# milano ep3



## bigd89 (Nov 26, 2009)

hi all, ive recently bought a milano red ep3 which ive wanted for ages only problem is when i drove into a garage near me the panels looked faded, i couldnt understand it really as the car looked fine but now ive spotted it i need it sorted , so far everywhere ive read on forums theres no solution other than a respray  would it help if i had it detailed and how much would it cost roughly? oh and Smudge done my mums leon a while back top job :thumb:


----------



## Guest (Nov 27, 2009)

Welcome to the forum, a full detail with Glossmax would be around £200


----------



## bigd89 (Nov 26, 2009)

would that include the wheels and interior?


----------



## PETER @ ECLIPSE (Apr 19, 2006)

not before the respray would be a waste of money , but certainly after as most likely it will come back full of buffer trails and all sorts


----------



## bigd89 (Nov 26, 2009)

im hoping it doesnt need a respray just looking at my options really im hoping with a good detail it will look alot better


----------



## PETER @ ECLIPSE (Apr 19, 2006)

ah sorry my mistake , just depends on how bad it is , get it assessed first then make your mind up


----------



## ayrshireteggy (Dec 13, 2006)

Hi Bigd89,

Milano Red fades under the clearcoat so unfortunately you can't get at the fading.
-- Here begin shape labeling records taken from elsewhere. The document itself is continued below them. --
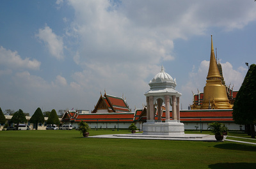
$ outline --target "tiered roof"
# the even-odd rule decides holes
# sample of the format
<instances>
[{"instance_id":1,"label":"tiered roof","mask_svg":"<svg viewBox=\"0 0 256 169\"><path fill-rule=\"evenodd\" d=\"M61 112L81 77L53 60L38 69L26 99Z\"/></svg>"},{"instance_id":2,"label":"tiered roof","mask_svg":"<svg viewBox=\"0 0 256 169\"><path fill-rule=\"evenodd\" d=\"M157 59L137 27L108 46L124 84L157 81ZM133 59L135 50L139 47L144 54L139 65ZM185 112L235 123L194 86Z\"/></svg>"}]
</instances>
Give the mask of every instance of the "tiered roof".
<instances>
[{"instance_id":1,"label":"tiered roof","mask_svg":"<svg viewBox=\"0 0 256 169\"><path fill-rule=\"evenodd\" d=\"M109 113L131 112L125 100L123 98L118 98L104 94L100 97L92 113L97 113L98 110L106 110Z\"/></svg>"}]
</instances>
Also, the problem looks particularly bad under forecourt lighting!

A good polish and wax though - even if it doesn't address the fading - will improve the looks of your car.

Good luck with whatever route you go down. :thumb:


----------



## mattjonescardiff (Dec 12, 2006)

What's your location my friend? Cool car btw.


----------



## bigd89 (Nov 26, 2009)

pontypool mate 5mins from newport :thumb:


----------



## Guest (Nov 28, 2009)

Glossmax would be more than welcome to have a look at it if you like?


----------



## PETER @ ECLIPSE (Apr 19, 2006)

james will be the nearest to you , Ti22 services , he is a suporter on here so look him up ,


----------



## Ti22 (Mar 24, 2009)

Hello! did someone call?

More than happy to take a look (i'm just down the road from you), I'll have the kettle on and we can talk through your options with no obligations if you want.

If you wanted to go ahead I've got a few slots left to get her looking great for christmas.

James.


----------



## bigd89 (Nov 26, 2009)

slight problem i changed the discs today and the front left disc was seized gutted so i need to splash out on more stuff first but i shall pop down to see what you think at some point and if you can sort it then probably have it done after christmas :thumb:


----------



## Ti22 (Mar 24, 2009)

Sorry to hear that mate! Time for a new caliper then?

Feel free to pop in for a cuppa whenever you're passing, always happy to talk cars for a bit! 

James


----------



## bigd89 (Nov 26, 2009)

cheers mate :thumb:


----------